Son premier album en 2002 est tout naturellement un enregistrement public. Depuis, elle a découvert l'univers du studio avec tout ce que l'on pouvait y faire, et à chaque nouveau disque, elle se fait un peu plus plaisir en osant de nouvelles trouvailles. Dès le second intitulé "12 fois par an", elle reçoit le grand prix du disque de l'Académie Charles Cros et une Victoire de la musique.

 

S'enrichir avec les autres

Il y a beaucoup de fraîcheur et de liberté dans la manière dont Jeanne Cherhal conçoit son métier. Elle n'hésite pas à répondre à des sollicitations juste pour le plaisir, et sortir régulièrement du cadre très formaté album, promo, tournée que suivent la plupart des artistes. Ainsi avec J.P. Nataf l'ancien chanteur du groupe "Les Innocents", elle a fondé un duo où ils interprètent des reprises dans des bars ou des premières parties. De même avec Katel une jeune chanteuse amie : "On a travaillé une douzaine de titres, des chansons françaises des années 1968-69, pour les chanter à l'occasion d'un concert unique. C'est du temps, ce n'est pas lucratif, mais j'adore çà." Elle a également participé au conte musical de Louis Chédid, "Le soldat rose", et parmi ses autres rencontres et collaborations, elle garde un souvenir ému du duo enregistré avec Jacques Higelin, intitulé "Je voudrais dormir".

 

Un élan artistique

L'étudiante qui se destinait à devenir prof de philo, délaisse du jour au lendemain le mémoire qu'elle prépare pour l'obtention de sa maîtrise, afin de se lancer dans la chanson. En faisant du théâtre amateur parallèlement à ses cours, elle croise un jeune auteur compositeur interprète. C'est la révélation : "J'ai compris à ce moment-là que c'était ça que je voulais faire, écrire des chansons." Après avoir rêvé d'être danseuse étant enfant, elle en fait tous les jours durant 4 ans dès l'âge de 9 ans, elle apprend ensuite le piano avec un prof durant une année puis préfère continuer toute seule son apprentissage. Cet instrument va devenir l'élément central de sa création musicale, même si aujourd'hui elle tend à s'émanciper.

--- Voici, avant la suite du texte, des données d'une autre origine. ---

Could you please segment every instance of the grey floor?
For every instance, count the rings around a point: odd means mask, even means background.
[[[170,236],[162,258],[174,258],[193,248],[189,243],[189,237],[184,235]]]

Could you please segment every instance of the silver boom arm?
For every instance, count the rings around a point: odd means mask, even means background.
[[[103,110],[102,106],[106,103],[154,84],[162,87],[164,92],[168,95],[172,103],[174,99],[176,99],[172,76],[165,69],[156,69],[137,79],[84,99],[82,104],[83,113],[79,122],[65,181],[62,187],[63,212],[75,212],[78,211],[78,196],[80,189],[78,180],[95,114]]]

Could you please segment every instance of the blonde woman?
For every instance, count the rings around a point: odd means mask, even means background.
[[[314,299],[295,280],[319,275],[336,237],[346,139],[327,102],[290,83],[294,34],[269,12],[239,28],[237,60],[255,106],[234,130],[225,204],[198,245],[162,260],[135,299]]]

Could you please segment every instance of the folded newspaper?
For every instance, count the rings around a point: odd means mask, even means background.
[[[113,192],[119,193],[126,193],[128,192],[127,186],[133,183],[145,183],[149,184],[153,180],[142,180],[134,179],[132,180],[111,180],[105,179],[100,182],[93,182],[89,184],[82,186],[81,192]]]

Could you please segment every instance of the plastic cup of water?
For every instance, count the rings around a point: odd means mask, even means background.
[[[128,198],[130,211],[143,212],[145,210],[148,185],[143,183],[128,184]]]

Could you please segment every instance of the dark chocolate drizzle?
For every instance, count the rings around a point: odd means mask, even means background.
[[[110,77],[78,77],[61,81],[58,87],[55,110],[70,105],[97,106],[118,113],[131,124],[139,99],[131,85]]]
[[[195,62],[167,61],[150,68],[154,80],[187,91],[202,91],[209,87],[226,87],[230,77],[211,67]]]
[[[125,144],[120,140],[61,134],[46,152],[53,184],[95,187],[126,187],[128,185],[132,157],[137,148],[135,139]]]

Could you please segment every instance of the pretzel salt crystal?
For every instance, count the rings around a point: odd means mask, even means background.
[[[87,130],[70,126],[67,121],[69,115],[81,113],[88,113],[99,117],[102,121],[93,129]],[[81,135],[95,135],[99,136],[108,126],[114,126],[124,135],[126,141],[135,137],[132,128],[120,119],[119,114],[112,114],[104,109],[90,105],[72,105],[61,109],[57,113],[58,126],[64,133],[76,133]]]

Récemment, Jeanne Cherhal a eu l'occasion également de pousser un peu plus loin son expérience de comédienne, en étant l'une des interprètes de la pièce de théâtre "Les monologues du vagin", et en jouant dans deux courts métrages. Ce n'est pas pour autant qu'elle se considère lancée dans cette carrière : "Je suis tellement critique vis à vis des comédiennes qui chantent, que je me demande si j'ai une réelle légitimité là-dedans. Si ça doit se faire ça se fera, mais je ne vais pas le provoquer." La danse n'a pas non plus disparu de sa vie, puisqu'elle continue à en faire pour le plaisir, du classique elle est passée au contemporain.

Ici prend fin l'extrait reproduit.